The path of this dissertation project is to discover the strengths, weaknesses, and the next steps to growth for evangelism in the Evangelical Covenant Church. I am now beginning my second year as the team leader for evangelism. My position is unique because I simultaneously serve as the founding and senior pastor Fountain of Life Covenant Church and as the evangelism leader for our fine denomination.
In September 2011, President Gary Walter and Director of Church Growth and Evangelism Dave Olson approached me and asked me to consider the full-time job of evangelism leader. I prayerfully respectfully declined the opportunity for four reasons. First, all of my family and extended family live in Los Angeles. My family deeply loves our city and we could not imagine doing urban ministry in any other context. Second, I carry a deep love for the church my family and I planted four years ago. The third reason is a belief that evangelism leadership is best delivered in the context of local ministry. Ihave sat through too many inspirational sermons and seminary lectures where the
evangelism leader refers back to his or her ministry ‘on the ground’ five years past. Lastly, I work with the Los Angeles Lakers Band, and I half-heartedly joked with Gary and Dave that the Lord would never lead me to relocation before Kobe Bryant retired.

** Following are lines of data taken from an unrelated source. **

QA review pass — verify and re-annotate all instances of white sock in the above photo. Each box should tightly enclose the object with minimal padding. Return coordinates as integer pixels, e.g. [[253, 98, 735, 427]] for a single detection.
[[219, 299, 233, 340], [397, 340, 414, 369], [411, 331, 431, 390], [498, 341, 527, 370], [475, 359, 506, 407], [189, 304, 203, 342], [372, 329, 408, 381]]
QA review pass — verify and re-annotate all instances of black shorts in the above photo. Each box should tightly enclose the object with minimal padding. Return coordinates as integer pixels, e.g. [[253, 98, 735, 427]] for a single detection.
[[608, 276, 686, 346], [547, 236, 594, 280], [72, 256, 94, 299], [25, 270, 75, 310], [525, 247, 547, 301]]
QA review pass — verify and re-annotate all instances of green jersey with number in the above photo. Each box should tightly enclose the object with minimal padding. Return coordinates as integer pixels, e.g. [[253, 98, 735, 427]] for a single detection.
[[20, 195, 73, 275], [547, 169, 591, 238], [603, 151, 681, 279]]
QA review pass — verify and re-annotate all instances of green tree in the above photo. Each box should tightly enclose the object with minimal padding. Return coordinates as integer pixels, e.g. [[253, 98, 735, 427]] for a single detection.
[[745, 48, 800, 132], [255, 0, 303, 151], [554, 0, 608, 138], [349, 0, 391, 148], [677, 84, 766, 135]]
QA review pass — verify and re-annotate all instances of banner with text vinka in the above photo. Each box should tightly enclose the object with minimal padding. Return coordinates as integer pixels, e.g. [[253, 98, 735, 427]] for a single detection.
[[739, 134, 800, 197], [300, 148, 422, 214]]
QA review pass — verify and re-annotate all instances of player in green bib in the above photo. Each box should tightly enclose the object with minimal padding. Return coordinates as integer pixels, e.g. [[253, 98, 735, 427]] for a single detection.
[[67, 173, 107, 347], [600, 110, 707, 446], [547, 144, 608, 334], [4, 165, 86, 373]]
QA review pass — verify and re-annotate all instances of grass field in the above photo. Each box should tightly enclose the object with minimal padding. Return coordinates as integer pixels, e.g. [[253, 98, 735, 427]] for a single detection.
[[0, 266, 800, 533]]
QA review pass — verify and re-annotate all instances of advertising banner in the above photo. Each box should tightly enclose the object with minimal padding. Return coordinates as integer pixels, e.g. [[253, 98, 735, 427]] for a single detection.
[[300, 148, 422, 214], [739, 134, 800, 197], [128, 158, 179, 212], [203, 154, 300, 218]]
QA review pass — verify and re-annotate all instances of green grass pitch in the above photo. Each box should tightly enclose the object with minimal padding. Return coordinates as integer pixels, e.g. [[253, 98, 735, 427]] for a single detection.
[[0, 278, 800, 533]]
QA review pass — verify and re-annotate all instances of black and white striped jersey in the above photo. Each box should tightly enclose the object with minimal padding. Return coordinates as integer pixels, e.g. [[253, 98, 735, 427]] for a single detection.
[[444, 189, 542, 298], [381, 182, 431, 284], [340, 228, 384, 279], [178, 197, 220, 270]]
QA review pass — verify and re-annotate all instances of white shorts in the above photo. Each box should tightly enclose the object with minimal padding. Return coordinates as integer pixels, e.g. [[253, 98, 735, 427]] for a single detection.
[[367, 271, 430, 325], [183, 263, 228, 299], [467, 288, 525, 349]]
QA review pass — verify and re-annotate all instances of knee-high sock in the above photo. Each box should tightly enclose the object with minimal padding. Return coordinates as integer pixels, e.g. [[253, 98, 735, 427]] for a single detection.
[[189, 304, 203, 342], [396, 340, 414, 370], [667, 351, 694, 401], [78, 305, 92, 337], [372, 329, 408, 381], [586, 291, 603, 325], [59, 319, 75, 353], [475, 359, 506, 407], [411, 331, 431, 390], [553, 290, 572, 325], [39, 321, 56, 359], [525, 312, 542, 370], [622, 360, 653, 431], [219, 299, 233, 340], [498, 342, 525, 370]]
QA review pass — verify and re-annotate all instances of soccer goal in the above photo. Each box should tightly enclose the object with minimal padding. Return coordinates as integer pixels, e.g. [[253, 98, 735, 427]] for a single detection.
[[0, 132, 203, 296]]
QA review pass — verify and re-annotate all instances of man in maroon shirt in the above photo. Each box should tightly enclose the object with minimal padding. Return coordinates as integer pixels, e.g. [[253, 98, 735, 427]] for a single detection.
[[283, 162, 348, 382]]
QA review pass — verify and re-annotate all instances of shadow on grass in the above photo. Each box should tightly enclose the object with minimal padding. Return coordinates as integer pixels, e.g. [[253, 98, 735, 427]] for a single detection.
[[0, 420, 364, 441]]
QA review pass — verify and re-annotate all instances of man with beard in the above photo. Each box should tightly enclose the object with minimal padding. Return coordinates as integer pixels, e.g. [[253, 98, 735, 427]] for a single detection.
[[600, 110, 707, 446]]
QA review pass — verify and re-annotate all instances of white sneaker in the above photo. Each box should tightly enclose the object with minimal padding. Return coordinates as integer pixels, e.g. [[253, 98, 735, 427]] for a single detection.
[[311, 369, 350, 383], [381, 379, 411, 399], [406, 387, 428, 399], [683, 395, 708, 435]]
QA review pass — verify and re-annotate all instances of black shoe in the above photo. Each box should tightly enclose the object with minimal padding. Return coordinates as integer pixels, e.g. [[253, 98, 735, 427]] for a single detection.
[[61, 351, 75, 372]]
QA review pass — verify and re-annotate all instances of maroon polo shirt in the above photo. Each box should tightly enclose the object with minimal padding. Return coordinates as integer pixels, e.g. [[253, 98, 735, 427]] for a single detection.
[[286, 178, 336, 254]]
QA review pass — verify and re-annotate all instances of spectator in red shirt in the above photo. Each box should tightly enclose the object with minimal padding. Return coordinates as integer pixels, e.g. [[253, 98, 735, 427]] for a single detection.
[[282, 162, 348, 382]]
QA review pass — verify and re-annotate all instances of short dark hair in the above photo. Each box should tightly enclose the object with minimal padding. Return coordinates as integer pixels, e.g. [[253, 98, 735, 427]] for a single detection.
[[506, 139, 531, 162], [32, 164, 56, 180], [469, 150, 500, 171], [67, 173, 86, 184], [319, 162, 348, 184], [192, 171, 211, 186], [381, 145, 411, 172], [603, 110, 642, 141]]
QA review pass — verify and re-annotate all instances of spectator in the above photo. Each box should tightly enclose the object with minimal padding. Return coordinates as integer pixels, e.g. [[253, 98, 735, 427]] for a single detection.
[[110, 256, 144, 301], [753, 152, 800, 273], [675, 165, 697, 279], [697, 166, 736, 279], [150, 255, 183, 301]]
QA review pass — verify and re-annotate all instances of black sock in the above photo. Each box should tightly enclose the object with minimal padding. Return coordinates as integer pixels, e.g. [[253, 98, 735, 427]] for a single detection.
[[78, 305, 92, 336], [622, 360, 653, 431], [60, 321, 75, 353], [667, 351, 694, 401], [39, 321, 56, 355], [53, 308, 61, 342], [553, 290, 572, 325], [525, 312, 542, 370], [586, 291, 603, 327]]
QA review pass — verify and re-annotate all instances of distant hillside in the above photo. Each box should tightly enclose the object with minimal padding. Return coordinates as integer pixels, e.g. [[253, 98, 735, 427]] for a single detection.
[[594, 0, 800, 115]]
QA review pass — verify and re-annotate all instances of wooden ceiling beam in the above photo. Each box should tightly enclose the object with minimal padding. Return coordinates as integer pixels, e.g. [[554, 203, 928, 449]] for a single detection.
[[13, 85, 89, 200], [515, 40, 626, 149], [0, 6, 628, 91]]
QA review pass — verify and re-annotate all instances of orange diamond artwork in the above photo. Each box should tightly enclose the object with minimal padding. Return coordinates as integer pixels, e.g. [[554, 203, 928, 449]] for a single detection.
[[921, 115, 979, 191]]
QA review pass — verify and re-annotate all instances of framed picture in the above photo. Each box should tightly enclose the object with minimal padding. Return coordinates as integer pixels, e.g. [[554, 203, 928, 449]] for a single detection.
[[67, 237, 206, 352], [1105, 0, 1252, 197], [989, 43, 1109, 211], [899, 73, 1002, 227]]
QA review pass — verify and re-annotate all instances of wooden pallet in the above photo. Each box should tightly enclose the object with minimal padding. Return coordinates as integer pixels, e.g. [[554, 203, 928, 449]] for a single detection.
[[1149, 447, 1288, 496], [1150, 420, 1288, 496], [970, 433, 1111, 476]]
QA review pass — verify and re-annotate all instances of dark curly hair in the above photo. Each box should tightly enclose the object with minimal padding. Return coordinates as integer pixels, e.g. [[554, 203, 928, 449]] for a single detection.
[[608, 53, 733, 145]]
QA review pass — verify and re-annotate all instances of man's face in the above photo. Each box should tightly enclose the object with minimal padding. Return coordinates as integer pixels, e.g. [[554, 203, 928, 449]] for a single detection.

Together, we crafted a new model of evangelism leadership for our denomination.
The vision was to lead evangelism from the field, meaning that I would stay at Fountain of Life Covenant Church as the senior pastor half time, and perform the duties of evangelism team leader at 50 percent. I would train the denomination in evangelism; Long Beach as my learning lab. To my delight, my thoughtful and flexible leaders saw merit in this model. I was offered the role on my fortieth birthday. I received this invitation as both God’s affirmation, and a confirmation of evangelism leadership as a part of my destiny and ultimate contribution to Jesus and the Kingdom of God.
Of particular interest to me has been a burden to understand the challenges of leading the local church into evangelism without the instincts of one who is spiritually gifted in that area. For evangelism to flourish in the local church, the pastor does not need to operate in the spiritual gift, but the pastor does need to take responsibility for guiding the mission into evangelical fruitfulness. In the context of my current pastoral position as Director of Evangelism, my research this past year has been a process of intimately learning the culture, the climate, and the real needs of 831 Evangelical Covenant churches.
The following dissertation project is a detailed description of my experiences, as well as my theological and practical reflections on what God has taught me, so that the churches might bear much fruit in the years ahead.